Khalil Sofia, Pawelek Peter D
Department of Chemistry and Biochemistry, Concordia University, 7141 Sherbrooke Street, West, Montreal, Quebec, Canada.
J Mol Biol. 2009 Oct 30;393(3):658-71. doi: 10.1016/j.jmb.2009.08.036. Epub 2009 Aug 20.
Siderophores are small-molecule iron chelators that many bacteria synthesize and secrete in order to survive in iron-depleted environments. Biosynthesis of enterobactin, the Escherichia coli catecholate siderophore, requires adenylation of 2,3-dihydroxybenzoic acid (2,3-DHB) by the cytoplasmic enzyme EntE. The DHB-AMP product is then transferred to the active site of holo-EntB subsequent to formation of an EntE-EntB complex. Here we investigate the binding of 2,3-DHB to EntE and how DHB binding affects EntE-EntB interaction. We overexpressed and purified recombinant forms of EntE and EntB with N-terminal hexahistidine tags (H6-EntE and H6-EntB). Isothermal titration calorimetry showed that 2,3-DHB binds to H6-EntE with a 1:1 stoichiometry and a K(d) of 7.4 microM. Fluorescence spectra revealed enhanced 2,3-DHB emission at 440 nm (lambda(ex)=280 nm) when bound to H6-EntE due to fluorescence resonance energy transfer (FRET) between EntE intrinsic fluorophore donors and bound 2,3-DHB acceptor. A FRET signal was not observed when H6-EntE was mixed with either 2,5-dihydroxybenzoic acid or 3,5-dihydroxybenzoic acid. The H6-EntE-2,3-DHB FRET signal was quenched by H6-EntB in a concentration-dependent manner. From these data, we were able to determine the EC(50) of EntE-EntB interaction to be approximately 1.5 microM. We also found by fluorescence and CD measurements that H6-EntB can bind 2,3-DHB, resulting in conformational changes in the protein. Additional alterations in H6-EntB near-UV and far-UV CD spectra were observed upon mixture with H6-EntE and 2,3-DHB, suggesting that further conformational rearrangements occur in EntB upon interaction with substrate-loaded EntE. We also found that H6-EntB as a bait protein pulled down a higher concentration of chromosomally expressed EntE in the presence of exogenous 2,3-DHB. Taken together, our results show that binding of 2,3-DHB to EntE and EntB primes these proteins for efficient complexation, thus facilitating direct channeling of the siderophore precursor 2,3-DHB-AMP.

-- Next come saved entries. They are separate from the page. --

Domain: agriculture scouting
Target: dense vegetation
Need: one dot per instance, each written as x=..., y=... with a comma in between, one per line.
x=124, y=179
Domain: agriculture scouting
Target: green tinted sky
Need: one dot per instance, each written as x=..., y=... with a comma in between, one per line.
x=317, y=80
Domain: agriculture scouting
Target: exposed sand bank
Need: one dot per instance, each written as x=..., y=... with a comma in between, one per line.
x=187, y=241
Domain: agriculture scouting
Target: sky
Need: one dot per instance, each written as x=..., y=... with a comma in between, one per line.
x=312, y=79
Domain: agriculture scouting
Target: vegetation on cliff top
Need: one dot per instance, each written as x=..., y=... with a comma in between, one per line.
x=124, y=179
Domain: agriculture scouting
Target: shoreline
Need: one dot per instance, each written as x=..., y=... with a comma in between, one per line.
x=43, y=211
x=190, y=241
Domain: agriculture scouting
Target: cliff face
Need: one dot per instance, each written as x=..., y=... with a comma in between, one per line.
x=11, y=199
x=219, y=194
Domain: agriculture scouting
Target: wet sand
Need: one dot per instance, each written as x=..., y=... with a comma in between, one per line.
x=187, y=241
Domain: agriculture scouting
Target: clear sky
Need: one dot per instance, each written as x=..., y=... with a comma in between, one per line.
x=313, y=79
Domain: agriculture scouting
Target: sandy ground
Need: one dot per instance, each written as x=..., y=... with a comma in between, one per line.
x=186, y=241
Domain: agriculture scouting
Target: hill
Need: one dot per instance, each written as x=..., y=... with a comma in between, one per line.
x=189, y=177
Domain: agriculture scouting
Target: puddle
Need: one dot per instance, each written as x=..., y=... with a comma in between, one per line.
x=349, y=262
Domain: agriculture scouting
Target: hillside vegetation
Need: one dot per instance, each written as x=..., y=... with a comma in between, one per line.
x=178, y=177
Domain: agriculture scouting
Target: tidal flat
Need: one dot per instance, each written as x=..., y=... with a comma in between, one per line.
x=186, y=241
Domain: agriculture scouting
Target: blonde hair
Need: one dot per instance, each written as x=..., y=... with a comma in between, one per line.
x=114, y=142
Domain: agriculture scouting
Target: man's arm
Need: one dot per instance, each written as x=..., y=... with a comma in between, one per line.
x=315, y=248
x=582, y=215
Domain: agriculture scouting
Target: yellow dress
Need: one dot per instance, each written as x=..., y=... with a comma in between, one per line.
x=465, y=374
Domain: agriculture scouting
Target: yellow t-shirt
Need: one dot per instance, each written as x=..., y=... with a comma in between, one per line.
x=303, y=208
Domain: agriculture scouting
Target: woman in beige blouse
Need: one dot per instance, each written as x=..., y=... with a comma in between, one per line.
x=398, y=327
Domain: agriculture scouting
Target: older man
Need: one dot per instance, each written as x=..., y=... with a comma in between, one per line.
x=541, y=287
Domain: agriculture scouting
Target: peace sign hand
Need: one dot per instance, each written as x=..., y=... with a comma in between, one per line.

铁载体是许多细菌合成并分泌的小分子铁螯合剂,以便在缺铁环境中生存。大肠杆菌儿茶酚型铁载体肠杆菌素的生物合成需要细胞质酶EntE将2,3 - 二羟基苯甲酸(2,3 - DHB)腺苷化。DHB - AMP产物在形成EntE - EntB复合物后被转移至全酶EntB的活性位点。在此,我们研究2,3 - DHB与EntE的结合以及DHB结合如何影响EntE - EntB相互作用。我们过表达并纯化了带有N端六组氨酸标签的EntE和EntB的重组形式(H6 - EntE和H6 - EntB)。等温滴定量热法表明,2,3 - DHB以1:1的化学计量比与H6 - EntE结合,解离常数(K(d))为7.4微摩尔。荧光光谱显示,由于EntE内在荧光供体与结合的2,3 - DHB受体之间的荧光共振能量转移(FRET),当2,3 - DHB与H6 - EntE结合时,其在440纳米(激发波长(lambda(ex))= 280纳米)处的发射增强。当H6 - EntE与2,5 - 二羟基苯甲酸或3,5 - 二羟基苯甲酸混合时,未观察到FRET信号。H6 - EntE - 2,3 - DHB的FRET信号被H6 - EntB以浓度依赖的方式淬灭。根据这些数据,我们能够确定EntE - EntB相互作用的半数有效浓度(EC(50))约为1.5微摩尔。我们还通过荧光和圆二色性测量发现,H6 - EntB可以结合2,3 - DHB,导致蛋白质构象发生变化。在与H6 - EntE和2,3 - DHB混合后,观察到H6 - EntB近紫外和远紫外圆二色光谱有额外变化,这表明EntB与负载底物的EntE相互作用时会发生进一步的构象重排。我们还发现,作为诱饵蛋白的H6 - EntB在存在外源2,3 - DHB的情况下,能拉下更高浓度的染色体表达的EntE。综上所述,我们的结果表明,2,3 - DHB与EntE和EntB的结合使这些蛋白质为高效络合做好准备,从而促进铁载体前体2,3 - DHB - AMP的直接通道运输。